Mohamed Chafik Mesbah : "Quand on fera l'audit des dépenses sous Bouteflika, on sera surpris"
Entretien réalisé par Mourad Hamdane (Le Soir d'Algérie). Ancien officier supérieur de l’ANP et politologue, Mohamed Chafik Mesbah est docteur d’Etat en sciences politiques de l’Université d’Alger et diplômé du Royal College of Defence Studies de Londres. Politologue, il se consacre à la recherche académique.
Le Soir d’Algérie : L’Algérie semble s’engager dans un tournant de son histoire avec l’aggravation de l’état de santé du Président Abdelaziz Bouteflika. Cette évolution vous semble déterminante pour l’avenir ?
Mohamed Chafik Mesbah : Ne nous attardons pas sur l’état de santé du président de la République. Cela relève de son intimité. Comment, au demeurant, aborder un sujet autour duquel règne l’opacité la plus totale. Mais rien n’interdit, par contre, d’envisager les conséquences politiques de cette maladie. D’autant que l’Algérie connaît une situation des plus cauchemardesques.
Que voulez-vous dire par "cauchemardesque" ?
Une situation dramatique. Jugez-en. Un champ politique frappé de léthargie, des institutions représentatives délégitimées et des instances exécutives sans impact. Des partis sans ancrage social et des leaders sans charisme. Enfin, un mouvement syndical et associatif si peu représentatif. Une situation économique des plus fragiles aussi. Les immenses ressources financières tirées des hydrocarbures sont dilapidées dans une gestion anarchique aucunement adossée à la logique économique.
Le Président Abdelaziz Bouteflika n’en a pas moins lancé des programmes d’investissement qui ont généré de la croissance positive…
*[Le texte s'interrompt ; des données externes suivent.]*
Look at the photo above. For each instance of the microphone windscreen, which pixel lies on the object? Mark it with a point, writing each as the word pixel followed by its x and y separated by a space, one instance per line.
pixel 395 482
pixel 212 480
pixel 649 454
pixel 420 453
Plutôt de la "croissance extensive" comme disent les économistes ; sans effet d’entraînement réel sur la sphère productive. Vous n’ignorez pas que de véritables goulots d’étranglement ont entravé l’application de ces plans dits de "relance de l’économie". Des dysfonctionnements liés à la mauvaise gouvernance et à la grande corruption ont fait de ces plans des prétextes pour dissiper les deniers publics. Lorsque les infrastructures réalisées sous le règne du Président Abdelaziz Bouteflika – autoroutes, ouvrages d’art et logements — seront soumises, dans des conditions transparentes, à audit financier et diagnostic technique, le monde sera stupéfait par les surprises mises en évidence.
La situation sociale est à la même enseigne ?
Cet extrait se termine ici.